桑名の町外れにある地蔵堂で、志免は束の間体を横たえていた。鶴丸から離れ、それまで張りつめていた緊張が一気に解けたのか、打ち付けるような激しい雨音にも関わらず、志免は穏やかな眠りを得たのだった。
「志免、志免、起きろ」
体を揺さぶられ、志免は跳ね起きた。いつの間にか雨音は止み、日暮れ間近の橙色の光が地蔵堂の中にまで差し込んでいた。そして志免の横には、深草色の忍装束に身を固めた燦蔵が座っていた。
「燦ちゃん……」
馬鹿だ阿呆だといつも怒鳴られている志免は、燦蔵の姿を見て反射的に体を竦めた。しかし、燦蔵の目は吊り上がってはいなかった。
「おまえにはやっぱり酷だ。俺が代わる」
「でも……壱ちゃんに怒られるし」
「兄者には、お、俺が怒られておいてやる」
望月衆を束ねる若頭目、泣く子も黙る望月の燦蔵も、壱蔵の雷には弱い。体格等は余程燦蔵の方が大きいのだが、燦蔵と志免にとっての壱蔵とは兄というより父であり、父のように末っ子の志免を甘やかした壱蔵は一方で、父の代りに燦蔵を厳しく仕込んだのであった。
「鶴丸は、どうしてあんなに乱暴なんだろう。燦ちゃんの特訓から庇ってくれた事もあったのに、あんな事するなんて……」
「もう、体は、何ともないか」
「うん。朱実姉ちゃんの塗り薬のおかげ。でも、鶴丸を一人にして大丈夫かな」
「あんな目に遭わされても、まだあいつの心配をするのか」
燦蔵は目一杯頬を膨らませた。仮にも甲賀望月流の上忍でありながら、主家の命令をないがしろにする堂々たる発言である。壱蔵が聞いたら間違いなく手討ちになるだろう。
「燦ちゃん」
「……仁の奴がついてるよ」
「仁ちゃんが、仁ちゃんが来てるの? 」
「兄者の指示だ。江戸の若殿ご自身が、お命のある内に鶴丸に逢いたいと切望なされておられるとかでな。ちっ、あの出しゃばりめ」
毒づいてはいるが、一歳しか違わぬ仁介とは双子のように仲が良い。
兄弟の父母が江戸住まいの頃に生まれた仁介は、そのまま江戸望月屋敷に預けられ、大叔母の手によって育てられた。大身の屋敷への出入りが叶う手段として芸事全般を玄人の域にまで仕込まれた仁介が、忍の修業の為に甲賀へ戻されたのが10歳の時であった。
一方の燦蔵は、父母が国許へ帰参して間もなく生まれ、山を駆け回る事しか知らぬような、それこそ野生の獣のような子供であった。

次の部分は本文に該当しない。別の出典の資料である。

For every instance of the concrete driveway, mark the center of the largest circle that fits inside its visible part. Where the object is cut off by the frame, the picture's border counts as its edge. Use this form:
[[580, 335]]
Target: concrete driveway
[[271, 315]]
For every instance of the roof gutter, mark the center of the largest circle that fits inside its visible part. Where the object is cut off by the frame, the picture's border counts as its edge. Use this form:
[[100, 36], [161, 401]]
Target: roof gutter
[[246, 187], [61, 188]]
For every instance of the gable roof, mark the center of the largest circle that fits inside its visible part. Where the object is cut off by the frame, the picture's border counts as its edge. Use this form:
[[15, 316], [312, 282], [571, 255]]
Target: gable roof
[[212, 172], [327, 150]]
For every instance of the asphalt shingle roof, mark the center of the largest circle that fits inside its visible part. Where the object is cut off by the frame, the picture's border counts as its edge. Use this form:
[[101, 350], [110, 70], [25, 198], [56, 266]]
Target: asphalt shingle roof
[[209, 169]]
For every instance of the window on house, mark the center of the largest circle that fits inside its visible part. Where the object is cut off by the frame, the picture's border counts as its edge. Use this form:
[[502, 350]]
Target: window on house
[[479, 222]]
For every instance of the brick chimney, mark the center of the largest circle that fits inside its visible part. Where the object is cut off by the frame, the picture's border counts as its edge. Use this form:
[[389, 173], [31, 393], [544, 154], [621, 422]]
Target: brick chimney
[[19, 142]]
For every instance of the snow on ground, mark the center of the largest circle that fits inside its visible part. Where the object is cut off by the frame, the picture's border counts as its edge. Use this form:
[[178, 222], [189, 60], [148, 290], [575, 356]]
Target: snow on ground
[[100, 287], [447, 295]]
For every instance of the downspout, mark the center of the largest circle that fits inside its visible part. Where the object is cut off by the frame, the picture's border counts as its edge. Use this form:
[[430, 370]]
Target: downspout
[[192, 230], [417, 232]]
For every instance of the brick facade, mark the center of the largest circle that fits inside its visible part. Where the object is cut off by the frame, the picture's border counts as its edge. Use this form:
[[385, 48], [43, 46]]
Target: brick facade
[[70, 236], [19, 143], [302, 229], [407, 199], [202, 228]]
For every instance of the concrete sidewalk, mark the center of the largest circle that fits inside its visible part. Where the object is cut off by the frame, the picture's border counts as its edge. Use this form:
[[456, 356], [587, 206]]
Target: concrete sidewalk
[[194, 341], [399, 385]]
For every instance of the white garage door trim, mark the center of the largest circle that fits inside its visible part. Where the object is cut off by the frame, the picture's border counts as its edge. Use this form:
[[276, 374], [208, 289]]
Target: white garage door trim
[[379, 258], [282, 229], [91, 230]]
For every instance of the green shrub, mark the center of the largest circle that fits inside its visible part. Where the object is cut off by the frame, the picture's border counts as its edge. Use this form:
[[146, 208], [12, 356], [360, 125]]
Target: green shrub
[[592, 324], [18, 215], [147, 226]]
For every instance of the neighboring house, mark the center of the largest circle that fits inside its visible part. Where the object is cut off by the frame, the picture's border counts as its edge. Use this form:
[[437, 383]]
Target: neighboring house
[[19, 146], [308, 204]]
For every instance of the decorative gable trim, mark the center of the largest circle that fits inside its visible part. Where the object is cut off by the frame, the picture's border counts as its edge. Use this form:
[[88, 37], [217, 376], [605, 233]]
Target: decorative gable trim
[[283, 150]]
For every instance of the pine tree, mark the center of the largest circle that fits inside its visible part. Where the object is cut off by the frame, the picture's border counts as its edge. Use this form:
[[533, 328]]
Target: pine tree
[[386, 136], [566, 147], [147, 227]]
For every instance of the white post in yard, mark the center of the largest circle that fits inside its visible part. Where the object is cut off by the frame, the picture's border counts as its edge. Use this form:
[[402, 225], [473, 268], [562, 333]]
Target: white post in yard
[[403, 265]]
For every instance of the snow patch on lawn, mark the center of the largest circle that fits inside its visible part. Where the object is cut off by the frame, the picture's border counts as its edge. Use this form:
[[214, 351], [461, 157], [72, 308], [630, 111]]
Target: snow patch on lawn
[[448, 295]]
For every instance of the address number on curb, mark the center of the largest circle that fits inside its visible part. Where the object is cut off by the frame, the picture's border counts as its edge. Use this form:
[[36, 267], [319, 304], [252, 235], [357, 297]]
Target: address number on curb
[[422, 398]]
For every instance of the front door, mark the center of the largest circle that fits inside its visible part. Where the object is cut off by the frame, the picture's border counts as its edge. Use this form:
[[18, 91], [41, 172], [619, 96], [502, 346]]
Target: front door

だが、10歳と9歳にして初めて対面した兄と弟は、余りに違う育ち方が幸いしたか、まるで凹と凸が重なり合うように瞬時にして心を通い合わせたのだった。
「燦ちゃん、戻るよ」
「続けるというのか、お守りを」
「だって、壱ちゃんも仁ちゃんも燦ちゃんも、皆大役を立派に務めているというのに、私だけ何も出来ずに投げ出すのは、何だか情けないもの」
「ああ、おまえは兄弟きってのへなちょこ野郎だ」
燦蔵は、そう笑って志免の頭をその大きな手で撫で回した。
「俺が仕込んだのだ。滅多な事じゃ遅れは取らん。だが、肚を決めたなら、二度と逃げるな。次は容赦なく掟破りの制裁にかける」
思えば、燦蔵が面と向かって志免に労りの言葉をかける事等無かった。こうして忍としての厳しさを説く姿の方が、余程いつもの燦蔵らしいと言えよう。
志免の瞬きの内に、燦蔵は姿を消していた。